The tide began to rush out of Courtmacsherry Harbor around 2pm just as charter boat operator David Edwards was cleaning the hull of his boat moored at the local pontoon.
“I was upside down and I could see the water was going the wrong way, it should have gone in,” he said.
“Then I saw that the locals were all looking at the water and it was clear that something very strange was going on. The water was rushing like a river. I had never seen anything like it before. The first thing you think about is the “tsunami” and to be honest if it was going any faster I think we would all have headed for the hills.
A few miles from shore, Adrian Nowotynski was mooring his boat in Union Hall harbor and about to row ashore when he noticed the tide beginning to behave in an unusual way.
“I had just returned from dropping people off at Rosscarbery and was rowing towards shore when I noticed it around 3.15pm. I realized I was not advancing with my little boat and the tide was really beating against me,” he said.
“It was going so fast that my boat was keeled to the bottom, along with a number of yachts and fishing trawlers, and I had never seen this before. My first instinct was that there must be an earthquake somewhere, no one had ever seen the like of Union Hall before.
Mr Nowotynski said the tide receded 1.5m in about five minutes and came in and out twice in less than half an hour.
“People were very worried, when you see something like this you wonder what’s going on. There were people trying to get in from a yacht and they were also pinned down. They were a bit further and said they could see a big wave coming like a tidal bore,” he said.
Tim Forde, commodore of Glandore Harbor Yacht Club across the bay from Union Hall, noticed the unusual tide as he sailed back along the harbour.
“I had picked up my daughter from work and we were crossing the Poulgorm Bridge at the top of the harbor when I noticed it. It was amazing. The tide was expected to drop to six knots two hours after low tide, then six minutes later it would come back just as fast. There were boats stranded in the mooring field. It was like tidal bore conditions and a change of direction in minutes with mud carried out to sea.”

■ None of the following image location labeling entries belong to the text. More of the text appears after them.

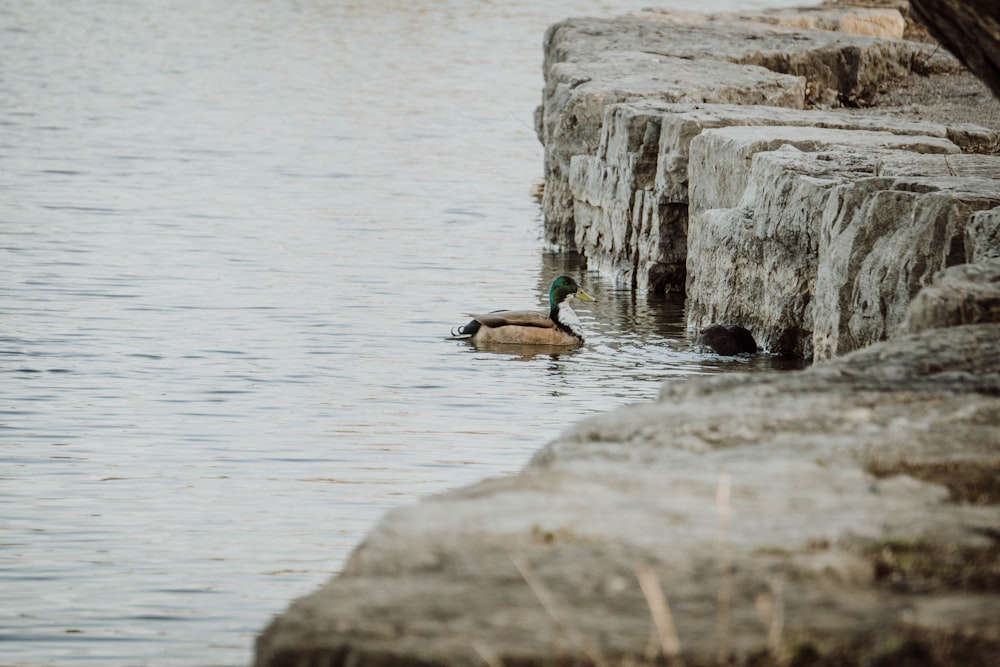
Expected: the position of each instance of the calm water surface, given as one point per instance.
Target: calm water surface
(233, 236)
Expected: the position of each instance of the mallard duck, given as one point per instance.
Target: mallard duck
(528, 327)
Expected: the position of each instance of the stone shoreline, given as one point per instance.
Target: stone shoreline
(844, 514)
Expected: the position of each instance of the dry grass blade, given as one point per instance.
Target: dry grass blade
(550, 607)
(670, 643)
(488, 655)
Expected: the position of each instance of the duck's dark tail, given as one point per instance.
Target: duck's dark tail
(465, 331)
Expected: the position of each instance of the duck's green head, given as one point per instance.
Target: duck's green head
(563, 288)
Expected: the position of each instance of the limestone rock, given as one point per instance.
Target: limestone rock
(886, 23)
(982, 236)
(882, 240)
(593, 63)
(846, 512)
(630, 199)
(963, 294)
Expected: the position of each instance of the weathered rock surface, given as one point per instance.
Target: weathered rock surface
(880, 242)
(841, 515)
(593, 63)
(630, 199)
(618, 172)
(818, 247)
(969, 29)
(964, 294)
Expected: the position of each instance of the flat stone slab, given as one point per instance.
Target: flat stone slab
(846, 512)
(592, 63)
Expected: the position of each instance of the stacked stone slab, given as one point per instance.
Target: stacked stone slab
(842, 515)
(657, 193)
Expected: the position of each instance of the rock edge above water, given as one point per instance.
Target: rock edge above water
(663, 136)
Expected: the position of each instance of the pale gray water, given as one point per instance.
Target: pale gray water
(233, 236)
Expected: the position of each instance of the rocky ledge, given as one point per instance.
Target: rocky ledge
(845, 514)
(772, 170)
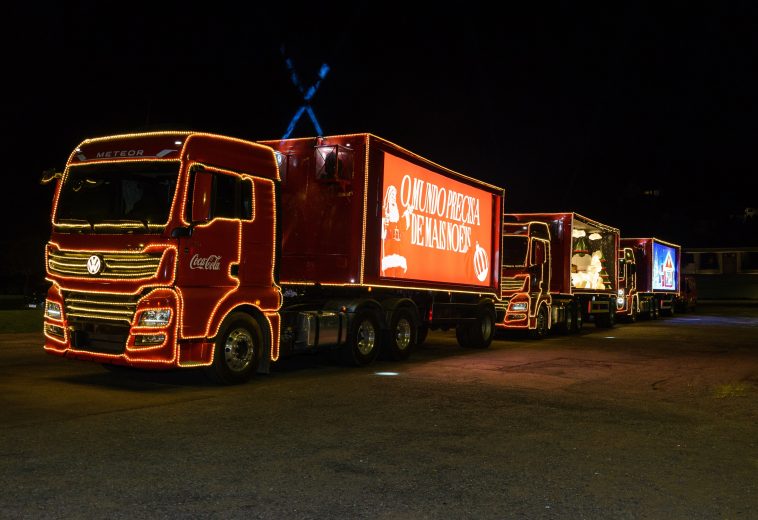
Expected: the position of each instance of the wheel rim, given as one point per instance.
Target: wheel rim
(238, 350)
(403, 334)
(366, 337)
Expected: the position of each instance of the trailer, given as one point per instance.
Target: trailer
(649, 278)
(559, 270)
(187, 249)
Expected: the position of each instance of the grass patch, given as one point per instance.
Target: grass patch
(731, 390)
(23, 320)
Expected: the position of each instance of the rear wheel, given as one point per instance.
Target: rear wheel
(236, 350)
(633, 313)
(540, 329)
(363, 339)
(479, 333)
(568, 324)
(578, 319)
(423, 331)
(403, 334)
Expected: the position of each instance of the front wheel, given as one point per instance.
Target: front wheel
(236, 350)
(540, 328)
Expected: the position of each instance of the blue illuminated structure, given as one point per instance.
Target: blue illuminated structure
(307, 96)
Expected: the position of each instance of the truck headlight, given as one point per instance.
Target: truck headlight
(155, 318)
(53, 310)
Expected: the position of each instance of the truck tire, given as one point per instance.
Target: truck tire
(236, 350)
(606, 321)
(578, 319)
(633, 313)
(567, 327)
(402, 335)
(423, 331)
(363, 339)
(540, 329)
(479, 333)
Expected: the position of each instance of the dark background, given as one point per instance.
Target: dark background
(640, 118)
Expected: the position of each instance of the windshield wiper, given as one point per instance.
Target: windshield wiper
(77, 222)
(126, 222)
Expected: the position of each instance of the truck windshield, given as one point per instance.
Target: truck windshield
(514, 251)
(130, 196)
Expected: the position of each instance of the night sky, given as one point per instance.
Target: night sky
(642, 119)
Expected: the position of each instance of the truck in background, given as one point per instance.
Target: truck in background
(649, 278)
(185, 249)
(558, 271)
(687, 300)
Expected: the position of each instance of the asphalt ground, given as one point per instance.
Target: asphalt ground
(654, 419)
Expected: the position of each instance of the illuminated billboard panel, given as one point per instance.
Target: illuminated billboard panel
(665, 265)
(434, 228)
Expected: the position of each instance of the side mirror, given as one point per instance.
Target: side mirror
(201, 196)
(538, 254)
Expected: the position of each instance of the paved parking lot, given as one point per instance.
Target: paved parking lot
(648, 420)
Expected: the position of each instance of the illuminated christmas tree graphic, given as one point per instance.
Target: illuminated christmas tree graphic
(668, 271)
(606, 279)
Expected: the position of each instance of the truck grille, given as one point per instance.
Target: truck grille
(511, 283)
(99, 322)
(115, 265)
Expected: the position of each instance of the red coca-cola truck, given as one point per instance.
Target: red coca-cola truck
(184, 249)
(558, 271)
(649, 278)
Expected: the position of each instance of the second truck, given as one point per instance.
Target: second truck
(559, 271)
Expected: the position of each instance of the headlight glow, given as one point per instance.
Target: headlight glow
(155, 318)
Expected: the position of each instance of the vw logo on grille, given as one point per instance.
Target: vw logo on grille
(94, 264)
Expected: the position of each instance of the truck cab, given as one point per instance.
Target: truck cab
(145, 254)
(526, 273)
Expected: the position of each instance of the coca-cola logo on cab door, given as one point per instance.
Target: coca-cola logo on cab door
(209, 263)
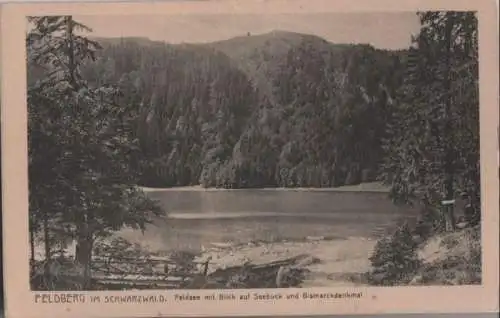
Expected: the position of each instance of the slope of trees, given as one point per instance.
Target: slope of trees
(433, 146)
(82, 186)
(432, 157)
(288, 110)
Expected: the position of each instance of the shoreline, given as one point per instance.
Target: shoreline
(370, 187)
(330, 262)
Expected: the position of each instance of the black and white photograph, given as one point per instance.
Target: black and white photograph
(253, 151)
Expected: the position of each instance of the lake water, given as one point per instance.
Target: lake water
(196, 219)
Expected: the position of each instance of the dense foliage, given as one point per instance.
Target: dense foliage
(432, 154)
(81, 183)
(433, 149)
(280, 109)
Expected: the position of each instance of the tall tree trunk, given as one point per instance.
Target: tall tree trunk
(448, 129)
(83, 251)
(32, 243)
(71, 53)
(46, 235)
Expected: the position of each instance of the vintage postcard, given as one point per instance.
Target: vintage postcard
(229, 158)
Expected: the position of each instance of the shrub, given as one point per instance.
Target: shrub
(395, 259)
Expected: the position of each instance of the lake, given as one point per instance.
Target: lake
(198, 218)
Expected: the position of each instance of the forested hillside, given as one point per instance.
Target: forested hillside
(278, 109)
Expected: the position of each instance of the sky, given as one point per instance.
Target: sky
(383, 30)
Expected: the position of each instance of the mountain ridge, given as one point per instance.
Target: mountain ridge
(279, 109)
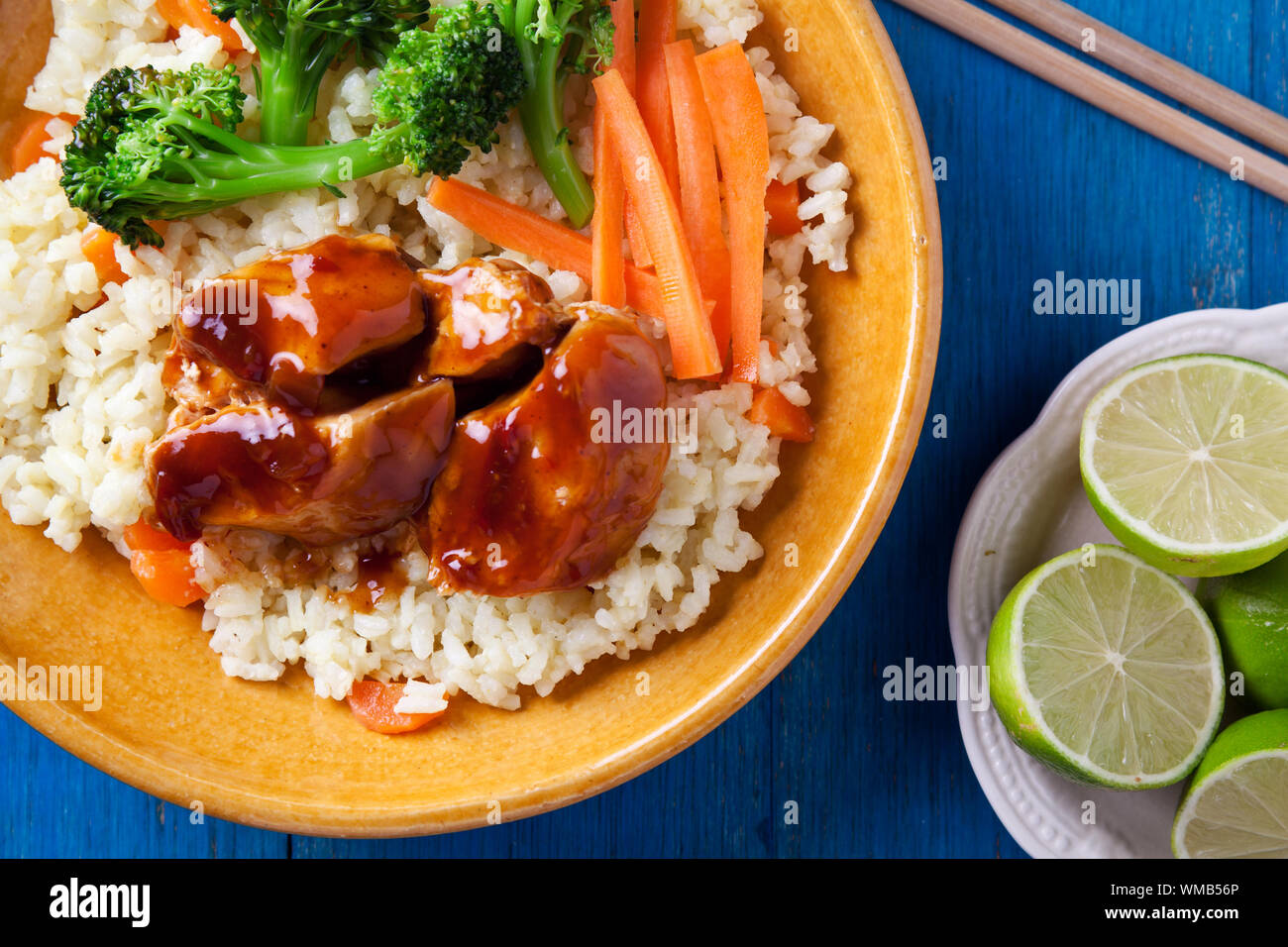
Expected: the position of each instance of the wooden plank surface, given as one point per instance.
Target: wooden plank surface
(1037, 183)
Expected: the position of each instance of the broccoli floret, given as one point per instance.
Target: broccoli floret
(160, 146)
(558, 38)
(446, 90)
(297, 40)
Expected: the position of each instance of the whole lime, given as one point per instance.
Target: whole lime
(1250, 616)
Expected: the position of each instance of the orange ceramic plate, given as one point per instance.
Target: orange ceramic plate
(273, 755)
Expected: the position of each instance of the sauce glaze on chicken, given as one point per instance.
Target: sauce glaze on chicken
(364, 390)
(548, 504)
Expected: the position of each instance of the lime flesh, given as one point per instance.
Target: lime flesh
(1237, 804)
(1107, 669)
(1186, 463)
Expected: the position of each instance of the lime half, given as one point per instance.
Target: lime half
(1186, 463)
(1237, 802)
(1107, 669)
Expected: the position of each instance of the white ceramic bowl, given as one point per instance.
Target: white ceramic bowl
(1030, 506)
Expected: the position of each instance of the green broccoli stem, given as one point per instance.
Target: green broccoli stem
(541, 115)
(245, 169)
(290, 77)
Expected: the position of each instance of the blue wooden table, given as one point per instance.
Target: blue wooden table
(1037, 183)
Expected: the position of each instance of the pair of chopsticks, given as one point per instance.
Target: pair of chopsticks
(1107, 93)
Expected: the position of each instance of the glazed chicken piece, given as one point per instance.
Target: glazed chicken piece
(488, 317)
(279, 326)
(529, 500)
(318, 479)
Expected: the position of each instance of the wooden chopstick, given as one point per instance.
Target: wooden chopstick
(1154, 69)
(1104, 91)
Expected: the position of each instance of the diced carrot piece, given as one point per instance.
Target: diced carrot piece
(30, 146)
(699, 185)
(608, 277)
(694, 346)
(373, 703)
(555, 245)
(166, 575)
(143, 536)
(196, 13)
(784, 419)
(784, 204)
(657, 29)
(99, 249)
(742, 142)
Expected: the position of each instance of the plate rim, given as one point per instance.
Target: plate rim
(722, 698)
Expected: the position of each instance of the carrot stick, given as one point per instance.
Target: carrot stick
(623, 40)
(196, 13)
(784, 204)
(608, 282)
(742, 144)
(30, 146)
(373, 705)
(784, 419)
(608, 277)
(694, 346)
(625, 59)
(699, 184)
(657, 29)
(555, 245)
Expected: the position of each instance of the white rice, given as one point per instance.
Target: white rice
(81, 395)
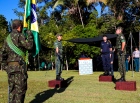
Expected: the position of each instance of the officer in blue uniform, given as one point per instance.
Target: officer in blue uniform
(106, 49)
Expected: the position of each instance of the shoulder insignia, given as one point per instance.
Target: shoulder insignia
(121, 37)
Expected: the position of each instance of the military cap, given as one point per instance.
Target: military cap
(119, 27)
(104, 35)
(16, 23)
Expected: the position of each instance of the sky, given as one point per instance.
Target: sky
(7, 6)
(6, 9)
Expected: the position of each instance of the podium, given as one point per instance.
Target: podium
(103, 78)
(85, 66)
(57, 83)
(127, 85)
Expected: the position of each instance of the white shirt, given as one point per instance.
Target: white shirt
(136, 54)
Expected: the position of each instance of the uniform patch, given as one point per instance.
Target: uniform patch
(121, 37)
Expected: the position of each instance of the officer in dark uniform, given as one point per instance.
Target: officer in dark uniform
(105, 51)
(15, 47)
(121, 52)
(58, 57)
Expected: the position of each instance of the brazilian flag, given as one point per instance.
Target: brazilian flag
(30, 23)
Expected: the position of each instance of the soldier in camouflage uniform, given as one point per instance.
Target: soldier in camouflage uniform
(16, 66)
(58, 57)
(121, 51)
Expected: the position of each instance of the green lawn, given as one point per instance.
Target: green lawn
(83, 89)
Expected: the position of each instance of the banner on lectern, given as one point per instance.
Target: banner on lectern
(85, 66)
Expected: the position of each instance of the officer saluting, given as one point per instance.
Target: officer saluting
(121, 51)
(106, 49)
(58, 57)
(15, 46)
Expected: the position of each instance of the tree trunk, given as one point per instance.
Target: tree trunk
(80, 15)
(67, 67)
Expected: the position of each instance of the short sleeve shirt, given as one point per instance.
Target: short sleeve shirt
(120, 39)
(59, 45)
(105, 46)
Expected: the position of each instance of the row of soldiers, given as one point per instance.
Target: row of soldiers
(16, 45)
(15, 55)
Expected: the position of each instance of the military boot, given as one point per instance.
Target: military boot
(58, 77)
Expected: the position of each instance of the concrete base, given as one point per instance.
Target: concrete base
(57, 83)
(105, 78)
(127, 85)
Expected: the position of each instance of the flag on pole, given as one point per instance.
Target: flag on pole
(30, 23)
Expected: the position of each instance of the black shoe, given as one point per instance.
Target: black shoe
(105, 74)
(59, 78)
(121, 80)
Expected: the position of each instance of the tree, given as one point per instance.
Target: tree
(76, 7)
(3, 29)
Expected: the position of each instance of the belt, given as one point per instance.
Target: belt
(13, 63)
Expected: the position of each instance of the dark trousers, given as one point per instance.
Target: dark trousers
(106, 62)
(121, 64)
(58, 65)
(126, 65)
(17, 81)
(111, 69)
(136, 61)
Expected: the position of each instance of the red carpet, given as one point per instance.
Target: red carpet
(128, 85)
(105, 78)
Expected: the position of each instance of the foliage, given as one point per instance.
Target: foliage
(3, 29)
(81, 89)
(80, 19)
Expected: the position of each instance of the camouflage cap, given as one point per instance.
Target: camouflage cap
(16, 23)
(58, 34)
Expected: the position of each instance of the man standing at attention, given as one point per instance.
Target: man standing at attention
(106, 49)
(121, 51)
(15, 47)
(136, 55)
(58, 57)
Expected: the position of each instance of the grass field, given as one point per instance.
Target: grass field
(82, 89)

At Union Hall, the tide was seen coming in and out five times in the space of about three hours and dropping to levels below those seen in living memory in Glandore Harbour, locals said. Unusual tidal fluctuations have also been reported further east along the coast at New Ross and Kilmore Quay in County Wexford.
According to Coastguard Station Valentia, a combination of northerly winds and high tides may have been a factor in the unusual occurrences.
The European Mediterranean Seismological Center recorded a magnitude 2.6 earthquake at 11:28 a.m. Irish time west of Portugal near the Azores, about 1,900 km southwest of Ireland, this which could explain certain tidal anomalies. The 1755 earthquake off Portugal, which caused massive loss of life and destruction in Lisbon, impacted as far as Ireland, sending tsunamis to the southwest coast in particular.